Tuesday, November 9, 2010

Washing my feet

"Thy Word is a lamp unto my feet and a light unto my path." Psalms 119:105

A lamp unto my feet: It illuminates my feet-shows where I am now in my fallen, degenerate state. It shows me that I am nowhere near the person God would have me to be. It shows just how far I am from being like His Son.

A lamp pointed at my feet when I am standing still shows my location- far from God, off the path AGAIN and bogged down by guilt and shame. They stick like mud to my feet, making them dirty-showing me where I am and where I've been. But the Word of God is not exposing my shamefulness to leave me there!

The verse goes on.

The Word of God is a light unto my path.

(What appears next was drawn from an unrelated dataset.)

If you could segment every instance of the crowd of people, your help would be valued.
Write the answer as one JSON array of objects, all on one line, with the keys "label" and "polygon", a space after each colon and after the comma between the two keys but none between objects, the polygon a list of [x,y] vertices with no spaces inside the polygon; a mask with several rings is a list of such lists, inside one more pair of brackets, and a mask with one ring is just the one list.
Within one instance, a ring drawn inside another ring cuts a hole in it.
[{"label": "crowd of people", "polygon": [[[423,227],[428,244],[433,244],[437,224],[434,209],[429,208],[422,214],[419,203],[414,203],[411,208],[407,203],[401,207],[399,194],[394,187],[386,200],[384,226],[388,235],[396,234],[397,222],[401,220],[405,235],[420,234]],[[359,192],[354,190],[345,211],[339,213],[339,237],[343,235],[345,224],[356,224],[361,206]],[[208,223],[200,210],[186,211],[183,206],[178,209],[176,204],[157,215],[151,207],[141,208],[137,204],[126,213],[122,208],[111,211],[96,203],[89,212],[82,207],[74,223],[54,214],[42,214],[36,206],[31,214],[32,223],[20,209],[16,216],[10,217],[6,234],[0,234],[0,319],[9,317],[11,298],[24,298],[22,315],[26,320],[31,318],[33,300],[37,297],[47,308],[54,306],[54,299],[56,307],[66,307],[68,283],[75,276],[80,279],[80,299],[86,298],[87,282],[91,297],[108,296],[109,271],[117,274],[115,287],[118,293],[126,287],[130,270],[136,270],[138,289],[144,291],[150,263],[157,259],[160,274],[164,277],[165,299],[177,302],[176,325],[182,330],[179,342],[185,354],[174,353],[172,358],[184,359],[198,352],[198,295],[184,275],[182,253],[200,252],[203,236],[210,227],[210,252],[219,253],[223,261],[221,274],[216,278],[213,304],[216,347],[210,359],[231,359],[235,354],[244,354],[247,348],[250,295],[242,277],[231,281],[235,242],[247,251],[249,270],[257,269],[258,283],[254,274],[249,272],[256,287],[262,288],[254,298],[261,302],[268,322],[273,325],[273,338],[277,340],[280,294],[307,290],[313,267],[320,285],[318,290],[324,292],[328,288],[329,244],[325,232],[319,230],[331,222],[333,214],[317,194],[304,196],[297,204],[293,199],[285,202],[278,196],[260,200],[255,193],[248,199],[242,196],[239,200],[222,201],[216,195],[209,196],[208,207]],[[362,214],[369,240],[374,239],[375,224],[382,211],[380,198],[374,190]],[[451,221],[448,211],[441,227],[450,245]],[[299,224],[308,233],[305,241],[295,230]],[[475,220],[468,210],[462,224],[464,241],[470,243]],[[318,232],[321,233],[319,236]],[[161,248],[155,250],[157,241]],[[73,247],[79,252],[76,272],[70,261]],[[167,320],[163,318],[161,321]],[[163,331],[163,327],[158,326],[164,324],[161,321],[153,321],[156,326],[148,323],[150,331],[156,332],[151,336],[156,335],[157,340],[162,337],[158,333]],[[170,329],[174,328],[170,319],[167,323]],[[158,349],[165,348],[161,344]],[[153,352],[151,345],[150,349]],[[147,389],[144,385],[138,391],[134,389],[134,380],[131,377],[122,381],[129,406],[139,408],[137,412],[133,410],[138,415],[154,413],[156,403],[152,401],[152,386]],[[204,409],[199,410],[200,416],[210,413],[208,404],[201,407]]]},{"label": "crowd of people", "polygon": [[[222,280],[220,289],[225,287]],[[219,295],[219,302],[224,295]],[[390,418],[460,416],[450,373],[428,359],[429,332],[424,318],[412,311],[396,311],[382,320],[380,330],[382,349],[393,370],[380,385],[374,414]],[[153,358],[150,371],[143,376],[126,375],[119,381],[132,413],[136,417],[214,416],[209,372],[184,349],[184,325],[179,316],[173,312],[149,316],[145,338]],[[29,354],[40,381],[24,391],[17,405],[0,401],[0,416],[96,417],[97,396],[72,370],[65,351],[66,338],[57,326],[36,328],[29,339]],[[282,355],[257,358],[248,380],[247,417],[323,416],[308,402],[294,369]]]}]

It stretches out in front of me illuminating the way I ought to go. I can't see the whole journey- just a short distance, but as I walk in the path set before me, the light moves further on, drawing me ever closer to the God of the Word.

As I move along the path, His Word continues to be a lamp unto my feet- no longer illuminating my failures- but instead, helping me to see the things that could cause me to stumble and fall. This lamp shows me where to place my feet so I have sure footing on solid ground.

A friend of mine wrote this quote by Moody in the front of her Bible:
"This book will keep me from sin, or sin will keep me from this book."

The Word of God has the power to bring our sins to light, but it then shows us the way the Lord would have us to go and says, "This is the way, walk ye in it." (Isaiah 30:21)

In John 13, the Lord Jesus washed the disciples' feet. Simon Peter initially refused to take part in what he perceived as degradation of his Lord, but Jesus said, "If I wash thee not, thou hast no part with me" (John 13:8). Christ was not saying that Peter would not be saved. He was saying that He could not have full fellowship with Peter until the defilement of the world He'd passed through had been washed from His feet.

This mirrors the believer's experience of Jesus as Lord. When we are saved, we are cleansed from our sins through His precious blood, and we can never lose that salvation. Positionally, we are His for eternity.

But as we travel through life the defilement of sin gathers on our feet, hindering our ability to commune with God. We need to have our feet washed with water.

Dr. C. I. Scofield in his reference notes on this subject says, "Christ cannot have communion with a defiled saint, but He can and will cleanse him."

Isn't that wonderful?! The perfect, spotless Son of God will cleanse carnal, deceitful me to bring me into His presence. I'm not worthy of the least of His attention, but He stoops and takes my feet in His hands- hands that for my sake were pierced through by Roman nails. Those hands are holding my disgusting feet- feet covered in the defilement of a wicked world, and He doesn't judge or try to make me feel guiltier. He just washes them- lovingly- like it's the first time- even though we both know I've come crawling back before. And though we both know it won't be the last time, there's no mention of that now. He washes them so totally clean that they look new, and it's hard to imagine the state they were in before.

Cleansed, I can have communion with Him. And that's what He wanted all along.